По спине засуетилась холодная мурашка. Буквы плясали в глазах.
«Евреи! Немецкой комендатуре известно, что часть не желает регистрироваться в органах самоуправления для отправки на работы.
Еврей! Помни! Не зарегистрированный, ты лишаешься права на жизнь!»
Я испугался, что сейчас из-под арки выскочит здоровенный немец и скомандует:
— Хенде хох! Цурюк!
И пойдем мы с мамой и сестренкой, хотя мы, кажется, не евреи, закинув ладони на затылок, как пленные в кинофильмах, а потом ляжем в некрашеные сучковатые гробы, закрытые длинными кусками рядна, ослепительно белеющего под голубым небесным светом.
По ту сторону бревен, однако, безмятежно колыхались розовые банты. Сестренка послушная: где оставишь, там играет, и через три часа найдешь на том же месте. Поднимет русую головку, улыбнется:
— Дай Борис Борисыча!
То есть — барбариску.
Жилище Шапошниковых мы отыскали быстро. Они переселились в полуподвал школы — бывшей Екатерининской гимназии. Фасадом ее замыкалась Правительственная улица.

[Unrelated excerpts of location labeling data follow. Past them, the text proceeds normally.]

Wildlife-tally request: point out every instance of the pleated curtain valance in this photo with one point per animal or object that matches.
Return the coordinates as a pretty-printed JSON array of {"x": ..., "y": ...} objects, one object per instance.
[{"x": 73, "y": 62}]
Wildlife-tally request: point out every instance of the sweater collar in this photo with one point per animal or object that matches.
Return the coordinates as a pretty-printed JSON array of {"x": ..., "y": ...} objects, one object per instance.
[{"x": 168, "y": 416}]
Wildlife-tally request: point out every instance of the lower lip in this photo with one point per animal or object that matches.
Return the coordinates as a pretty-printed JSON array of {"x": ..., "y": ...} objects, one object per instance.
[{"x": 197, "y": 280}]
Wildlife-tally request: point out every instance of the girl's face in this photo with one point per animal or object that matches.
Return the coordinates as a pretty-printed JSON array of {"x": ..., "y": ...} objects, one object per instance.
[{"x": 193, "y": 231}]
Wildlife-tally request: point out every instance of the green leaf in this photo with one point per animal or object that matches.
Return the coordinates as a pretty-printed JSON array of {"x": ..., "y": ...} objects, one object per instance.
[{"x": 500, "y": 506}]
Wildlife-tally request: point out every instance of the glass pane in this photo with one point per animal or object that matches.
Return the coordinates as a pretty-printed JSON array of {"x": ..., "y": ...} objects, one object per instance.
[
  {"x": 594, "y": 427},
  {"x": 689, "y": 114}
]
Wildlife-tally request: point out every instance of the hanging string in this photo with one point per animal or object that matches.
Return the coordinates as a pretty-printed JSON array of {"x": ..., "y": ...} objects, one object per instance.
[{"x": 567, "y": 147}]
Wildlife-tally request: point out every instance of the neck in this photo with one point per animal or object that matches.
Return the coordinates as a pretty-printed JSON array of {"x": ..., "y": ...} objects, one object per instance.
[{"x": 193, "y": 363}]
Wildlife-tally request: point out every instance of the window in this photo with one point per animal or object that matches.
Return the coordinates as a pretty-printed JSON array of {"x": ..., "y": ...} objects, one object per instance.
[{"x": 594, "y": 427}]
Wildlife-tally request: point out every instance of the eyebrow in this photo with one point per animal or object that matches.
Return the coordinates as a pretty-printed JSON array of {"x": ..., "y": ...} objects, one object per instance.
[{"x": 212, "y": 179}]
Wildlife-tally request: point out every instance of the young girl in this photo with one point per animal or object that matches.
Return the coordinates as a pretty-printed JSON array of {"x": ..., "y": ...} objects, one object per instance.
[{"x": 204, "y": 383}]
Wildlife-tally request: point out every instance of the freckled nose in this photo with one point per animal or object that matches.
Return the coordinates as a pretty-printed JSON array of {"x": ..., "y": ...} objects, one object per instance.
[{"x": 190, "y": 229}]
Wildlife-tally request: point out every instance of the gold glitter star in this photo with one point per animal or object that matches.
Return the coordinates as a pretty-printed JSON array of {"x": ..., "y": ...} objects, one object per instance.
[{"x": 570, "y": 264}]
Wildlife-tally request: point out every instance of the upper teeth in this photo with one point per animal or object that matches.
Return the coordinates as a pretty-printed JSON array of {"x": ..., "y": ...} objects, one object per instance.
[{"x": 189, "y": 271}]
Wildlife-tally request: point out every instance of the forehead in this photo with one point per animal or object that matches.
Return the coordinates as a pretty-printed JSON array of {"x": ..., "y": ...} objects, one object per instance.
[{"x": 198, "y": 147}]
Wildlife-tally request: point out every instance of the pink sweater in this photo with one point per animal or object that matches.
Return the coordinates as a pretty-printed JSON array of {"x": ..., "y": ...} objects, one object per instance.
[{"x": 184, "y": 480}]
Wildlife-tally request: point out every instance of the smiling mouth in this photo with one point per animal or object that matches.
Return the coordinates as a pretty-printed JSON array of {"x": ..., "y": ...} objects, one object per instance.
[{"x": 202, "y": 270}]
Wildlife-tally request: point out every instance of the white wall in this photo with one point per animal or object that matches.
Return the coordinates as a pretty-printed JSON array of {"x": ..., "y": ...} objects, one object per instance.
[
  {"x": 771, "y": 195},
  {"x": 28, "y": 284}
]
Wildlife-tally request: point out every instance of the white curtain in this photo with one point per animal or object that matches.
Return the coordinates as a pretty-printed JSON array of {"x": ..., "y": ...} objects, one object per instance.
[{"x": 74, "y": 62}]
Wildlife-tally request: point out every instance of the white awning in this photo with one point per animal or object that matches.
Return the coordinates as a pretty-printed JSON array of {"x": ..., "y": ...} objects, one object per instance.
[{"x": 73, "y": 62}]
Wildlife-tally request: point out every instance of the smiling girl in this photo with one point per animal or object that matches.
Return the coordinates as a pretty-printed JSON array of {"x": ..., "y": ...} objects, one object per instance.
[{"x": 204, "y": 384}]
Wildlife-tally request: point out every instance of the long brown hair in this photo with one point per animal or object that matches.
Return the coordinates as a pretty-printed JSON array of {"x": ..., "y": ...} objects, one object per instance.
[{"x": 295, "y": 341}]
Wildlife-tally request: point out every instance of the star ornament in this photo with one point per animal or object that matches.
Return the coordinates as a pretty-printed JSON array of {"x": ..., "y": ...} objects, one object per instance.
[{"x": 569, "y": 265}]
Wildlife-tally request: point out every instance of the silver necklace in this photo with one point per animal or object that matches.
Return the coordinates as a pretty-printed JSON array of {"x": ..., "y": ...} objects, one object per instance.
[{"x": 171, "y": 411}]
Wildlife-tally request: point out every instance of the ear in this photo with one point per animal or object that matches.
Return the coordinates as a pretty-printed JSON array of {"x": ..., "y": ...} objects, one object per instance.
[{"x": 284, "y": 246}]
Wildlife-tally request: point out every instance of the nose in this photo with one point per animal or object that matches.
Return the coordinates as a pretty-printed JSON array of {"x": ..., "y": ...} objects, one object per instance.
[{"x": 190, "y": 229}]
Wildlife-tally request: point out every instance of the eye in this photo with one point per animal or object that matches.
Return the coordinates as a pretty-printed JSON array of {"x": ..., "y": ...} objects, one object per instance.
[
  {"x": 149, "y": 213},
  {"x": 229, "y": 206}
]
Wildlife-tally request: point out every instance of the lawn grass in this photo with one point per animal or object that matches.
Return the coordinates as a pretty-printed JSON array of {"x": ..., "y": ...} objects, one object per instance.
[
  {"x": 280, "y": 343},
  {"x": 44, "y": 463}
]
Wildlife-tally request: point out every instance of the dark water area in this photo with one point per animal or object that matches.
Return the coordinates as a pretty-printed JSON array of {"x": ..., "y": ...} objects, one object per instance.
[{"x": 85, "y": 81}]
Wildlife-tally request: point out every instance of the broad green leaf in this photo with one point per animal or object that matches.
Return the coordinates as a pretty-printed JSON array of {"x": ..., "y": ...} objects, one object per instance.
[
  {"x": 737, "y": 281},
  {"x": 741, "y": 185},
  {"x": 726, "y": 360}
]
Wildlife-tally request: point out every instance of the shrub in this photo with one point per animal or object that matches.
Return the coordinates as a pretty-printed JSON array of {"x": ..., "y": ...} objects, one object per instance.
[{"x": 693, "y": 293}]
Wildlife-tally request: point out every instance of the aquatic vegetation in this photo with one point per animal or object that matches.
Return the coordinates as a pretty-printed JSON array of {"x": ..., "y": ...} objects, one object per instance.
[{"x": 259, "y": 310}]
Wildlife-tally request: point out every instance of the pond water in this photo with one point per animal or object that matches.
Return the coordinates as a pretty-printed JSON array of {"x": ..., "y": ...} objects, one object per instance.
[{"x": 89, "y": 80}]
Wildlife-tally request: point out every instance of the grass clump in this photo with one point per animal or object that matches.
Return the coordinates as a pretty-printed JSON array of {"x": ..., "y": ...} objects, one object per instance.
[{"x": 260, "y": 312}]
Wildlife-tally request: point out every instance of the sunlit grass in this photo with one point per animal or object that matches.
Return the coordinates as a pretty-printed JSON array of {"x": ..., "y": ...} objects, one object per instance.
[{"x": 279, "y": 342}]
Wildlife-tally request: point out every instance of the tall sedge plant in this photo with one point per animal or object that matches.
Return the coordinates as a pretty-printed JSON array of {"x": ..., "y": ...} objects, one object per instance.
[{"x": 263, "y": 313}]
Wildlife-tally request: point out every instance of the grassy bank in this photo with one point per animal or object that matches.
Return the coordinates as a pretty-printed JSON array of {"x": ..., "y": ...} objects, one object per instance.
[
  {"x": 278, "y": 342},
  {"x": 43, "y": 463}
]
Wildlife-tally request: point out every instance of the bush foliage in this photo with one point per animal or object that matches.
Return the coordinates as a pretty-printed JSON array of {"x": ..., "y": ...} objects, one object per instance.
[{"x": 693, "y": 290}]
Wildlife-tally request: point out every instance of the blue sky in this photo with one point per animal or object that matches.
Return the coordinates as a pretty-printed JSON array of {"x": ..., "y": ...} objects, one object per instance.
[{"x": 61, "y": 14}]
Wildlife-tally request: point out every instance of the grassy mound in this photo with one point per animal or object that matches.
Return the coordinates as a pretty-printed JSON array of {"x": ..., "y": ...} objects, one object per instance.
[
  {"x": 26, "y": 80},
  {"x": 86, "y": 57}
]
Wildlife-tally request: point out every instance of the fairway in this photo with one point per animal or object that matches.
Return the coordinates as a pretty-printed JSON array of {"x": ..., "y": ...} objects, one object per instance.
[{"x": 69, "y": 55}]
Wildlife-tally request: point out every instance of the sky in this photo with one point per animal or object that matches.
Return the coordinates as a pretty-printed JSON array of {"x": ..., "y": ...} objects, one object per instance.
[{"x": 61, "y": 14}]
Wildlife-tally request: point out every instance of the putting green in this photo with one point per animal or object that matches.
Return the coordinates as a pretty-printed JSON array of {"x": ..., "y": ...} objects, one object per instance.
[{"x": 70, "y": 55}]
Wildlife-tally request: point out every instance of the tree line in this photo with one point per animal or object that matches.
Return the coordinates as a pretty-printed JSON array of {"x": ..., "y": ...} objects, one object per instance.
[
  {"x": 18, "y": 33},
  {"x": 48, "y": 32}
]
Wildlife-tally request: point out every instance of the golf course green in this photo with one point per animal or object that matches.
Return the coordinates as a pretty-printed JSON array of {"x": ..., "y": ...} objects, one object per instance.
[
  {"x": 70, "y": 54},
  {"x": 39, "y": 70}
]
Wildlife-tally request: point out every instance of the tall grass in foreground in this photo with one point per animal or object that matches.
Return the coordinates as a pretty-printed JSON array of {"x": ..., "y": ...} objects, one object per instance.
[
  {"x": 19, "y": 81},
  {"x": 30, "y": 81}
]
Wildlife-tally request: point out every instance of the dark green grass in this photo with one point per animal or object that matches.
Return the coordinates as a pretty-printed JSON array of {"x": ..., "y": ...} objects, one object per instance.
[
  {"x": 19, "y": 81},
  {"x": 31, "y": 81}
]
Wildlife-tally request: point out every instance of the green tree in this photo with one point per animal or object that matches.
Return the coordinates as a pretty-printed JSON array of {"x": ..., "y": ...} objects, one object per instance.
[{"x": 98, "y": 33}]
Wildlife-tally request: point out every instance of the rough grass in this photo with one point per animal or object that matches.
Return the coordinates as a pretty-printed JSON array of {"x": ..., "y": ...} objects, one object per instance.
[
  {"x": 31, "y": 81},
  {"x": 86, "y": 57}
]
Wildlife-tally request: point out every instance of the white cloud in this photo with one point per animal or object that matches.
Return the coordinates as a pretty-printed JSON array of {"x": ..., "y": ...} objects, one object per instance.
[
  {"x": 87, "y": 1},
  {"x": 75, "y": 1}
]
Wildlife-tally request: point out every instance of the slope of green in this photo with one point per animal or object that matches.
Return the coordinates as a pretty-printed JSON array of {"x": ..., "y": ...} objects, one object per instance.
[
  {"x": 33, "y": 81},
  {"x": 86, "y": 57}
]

При немцах здесь располагалось железнодорожное управление.
Мама постучала в хлипкую филенку из фанеры. Никто не отозвался. Тогда мы отворили дверь сами.
— Есть тут люди? — громко спросила мама.
— А як же! — ответили помедлив.
Знакомая интонация! Роберт высунул голову из каморки напротив. Он почти не удивился, обнаружив нас.
Вроде мама пришла по поручению родительского комитета, а я увязался вслед и хоронюсь теперь за ее спиной — неловко перед товарищем.
— Ага, приехали?
— Робка! — Мама крутанула его за плечи и поцеловала в макушку. — Робка, милый Робка!
Ее голос как-то сразу охрип в вонючих и парных от стирающегося белья сумерках. Слезы градом закапали по моим рукам.
— Ну, ну, — слабо уклонялся от маминых нежностей Роберт.
По дрогнувшим, однако, векам я определил, что поцелуй ему не безразличен.
— Сегодня Маня в утренней.
Марию Филипповну называли в семье Маней.
— Роберт! — воскликнул я. — Ты жив?
Более нелепый вопрос задать трудно.
— Или нет? — Роберт беззвучно улыбнулся.
Так же беззвучно он улыбался при разлуке.
Мотор фыркал и упорно не заводился. Тогда шофер снял с одного бока полукапот и крутнул закорючкой в радиаторе. И тут я улизнул. Последние сутки мама не выпускала из дому.
— Тебя ждать не будут, — угрожала тетя, с которой мы вместе эвакуировались.